I blink through my tears over at him, giving him my most reassuring smile. “I’m okay now. Everything is okay. It’s over. So…you know. I’m okay.”

He doesn’t look the slightest bit convinced, but he bobs his head faintly, scooting over to put his hand on my thigh, giving it a comforting squeeze.

“Was it the last time?” he asks.

I nod. “It was the last time.”

“What made it the last time?”

“I thought I died,” I rasp. “I saw stars, then I saw nothing. There was just…nothing for a while.”

There’s a look that flashes across Tate’s features, one that I realize is fear, just before he reaches over to cradle my face in his hands. He’s searching my eyes for something, his eyebrows knitted deeply as he sucks in a deep breath.

“Are you gonna be okay?” he asks, blinking rapidly. “When you go back? Without me there, without someone to… Are you going to be okay if he shows up again?”

I grasp onto his forearm. “I will be fine, Tate. I promise.”

“And you’d tell me if something happened?”

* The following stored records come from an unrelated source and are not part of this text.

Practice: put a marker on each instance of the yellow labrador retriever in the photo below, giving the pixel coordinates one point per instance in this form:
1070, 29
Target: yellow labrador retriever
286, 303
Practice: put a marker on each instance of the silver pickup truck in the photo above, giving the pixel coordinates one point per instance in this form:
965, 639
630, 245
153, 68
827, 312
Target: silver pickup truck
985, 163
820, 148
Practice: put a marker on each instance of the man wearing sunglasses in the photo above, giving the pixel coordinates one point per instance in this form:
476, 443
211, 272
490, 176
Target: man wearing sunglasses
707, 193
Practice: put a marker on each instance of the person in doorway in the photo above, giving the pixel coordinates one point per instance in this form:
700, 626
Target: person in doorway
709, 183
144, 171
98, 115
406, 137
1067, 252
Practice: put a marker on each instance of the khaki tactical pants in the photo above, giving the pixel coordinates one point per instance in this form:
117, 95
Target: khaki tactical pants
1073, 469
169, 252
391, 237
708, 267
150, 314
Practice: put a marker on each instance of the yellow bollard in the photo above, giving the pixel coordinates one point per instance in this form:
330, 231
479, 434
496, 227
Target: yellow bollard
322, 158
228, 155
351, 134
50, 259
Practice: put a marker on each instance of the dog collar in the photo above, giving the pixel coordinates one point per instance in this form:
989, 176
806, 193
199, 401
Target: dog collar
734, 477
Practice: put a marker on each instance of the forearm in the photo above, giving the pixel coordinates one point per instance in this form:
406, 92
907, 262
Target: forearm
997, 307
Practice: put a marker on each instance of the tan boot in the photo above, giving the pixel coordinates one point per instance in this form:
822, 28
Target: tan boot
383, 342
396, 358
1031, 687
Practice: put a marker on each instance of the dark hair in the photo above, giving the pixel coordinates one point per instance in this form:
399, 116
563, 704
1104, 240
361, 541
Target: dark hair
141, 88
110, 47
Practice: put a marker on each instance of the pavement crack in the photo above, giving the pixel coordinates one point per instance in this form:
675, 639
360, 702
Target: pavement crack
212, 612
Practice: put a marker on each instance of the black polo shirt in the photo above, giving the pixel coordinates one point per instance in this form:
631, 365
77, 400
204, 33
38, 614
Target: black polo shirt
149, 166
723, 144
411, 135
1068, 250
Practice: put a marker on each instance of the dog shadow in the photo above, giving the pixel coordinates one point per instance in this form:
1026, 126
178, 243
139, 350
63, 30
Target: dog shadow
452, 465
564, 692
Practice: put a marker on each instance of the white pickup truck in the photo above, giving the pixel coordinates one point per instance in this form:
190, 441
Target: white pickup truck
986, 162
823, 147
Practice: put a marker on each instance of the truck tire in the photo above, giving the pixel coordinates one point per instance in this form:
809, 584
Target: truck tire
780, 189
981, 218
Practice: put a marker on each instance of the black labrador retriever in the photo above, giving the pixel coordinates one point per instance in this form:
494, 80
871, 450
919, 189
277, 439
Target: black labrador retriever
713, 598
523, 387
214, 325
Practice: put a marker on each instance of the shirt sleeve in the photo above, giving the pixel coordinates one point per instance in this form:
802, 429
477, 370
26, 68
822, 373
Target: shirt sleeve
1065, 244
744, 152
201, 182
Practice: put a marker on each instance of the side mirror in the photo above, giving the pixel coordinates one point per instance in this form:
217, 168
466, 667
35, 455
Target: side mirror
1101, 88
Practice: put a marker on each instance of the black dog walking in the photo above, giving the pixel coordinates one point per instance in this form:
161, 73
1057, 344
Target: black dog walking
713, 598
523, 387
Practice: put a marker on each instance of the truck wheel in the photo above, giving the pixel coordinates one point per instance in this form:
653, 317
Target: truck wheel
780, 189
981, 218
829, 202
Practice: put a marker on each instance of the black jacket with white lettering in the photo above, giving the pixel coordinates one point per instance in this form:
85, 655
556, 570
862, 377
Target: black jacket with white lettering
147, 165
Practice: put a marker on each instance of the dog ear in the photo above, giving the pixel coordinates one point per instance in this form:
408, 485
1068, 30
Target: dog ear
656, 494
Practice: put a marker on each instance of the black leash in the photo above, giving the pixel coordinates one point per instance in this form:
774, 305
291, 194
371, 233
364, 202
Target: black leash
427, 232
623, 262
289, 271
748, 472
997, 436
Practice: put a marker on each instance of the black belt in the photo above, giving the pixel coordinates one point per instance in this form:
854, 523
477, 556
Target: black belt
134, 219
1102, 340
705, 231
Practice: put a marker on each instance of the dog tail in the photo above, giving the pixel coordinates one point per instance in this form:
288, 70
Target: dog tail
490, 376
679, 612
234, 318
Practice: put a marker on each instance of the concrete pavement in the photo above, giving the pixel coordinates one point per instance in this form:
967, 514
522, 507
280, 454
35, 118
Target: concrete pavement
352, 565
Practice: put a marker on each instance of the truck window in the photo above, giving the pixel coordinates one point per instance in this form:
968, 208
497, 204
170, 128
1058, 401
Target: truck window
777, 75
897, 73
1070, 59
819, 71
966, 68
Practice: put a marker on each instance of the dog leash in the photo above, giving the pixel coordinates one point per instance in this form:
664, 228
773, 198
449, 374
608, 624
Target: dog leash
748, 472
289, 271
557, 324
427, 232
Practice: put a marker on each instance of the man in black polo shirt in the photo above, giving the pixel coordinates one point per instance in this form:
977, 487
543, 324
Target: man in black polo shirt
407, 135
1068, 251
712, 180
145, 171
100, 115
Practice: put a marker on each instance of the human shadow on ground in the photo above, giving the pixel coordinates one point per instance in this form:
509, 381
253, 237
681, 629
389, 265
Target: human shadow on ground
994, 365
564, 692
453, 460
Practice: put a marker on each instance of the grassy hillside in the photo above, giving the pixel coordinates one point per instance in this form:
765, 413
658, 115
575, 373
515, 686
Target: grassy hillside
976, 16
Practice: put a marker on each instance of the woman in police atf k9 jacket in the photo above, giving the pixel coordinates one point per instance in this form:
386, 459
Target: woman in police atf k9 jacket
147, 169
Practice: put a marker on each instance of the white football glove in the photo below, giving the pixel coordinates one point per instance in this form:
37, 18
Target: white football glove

“Yes,” I whisper, “you know I would.”

He nods in acknowledgment of my response, his thumbs brushing my cheekbones as his gaze flickers down to my lips. My stomach dips at that, sending that fluttering feeling to my core, but before I have a chance to process it, his lips are on mine.

And like I’m kissing him for the first time, I feel that warmth again. The watching him staring up at the Space Needle with snowflakes in his hair warmth.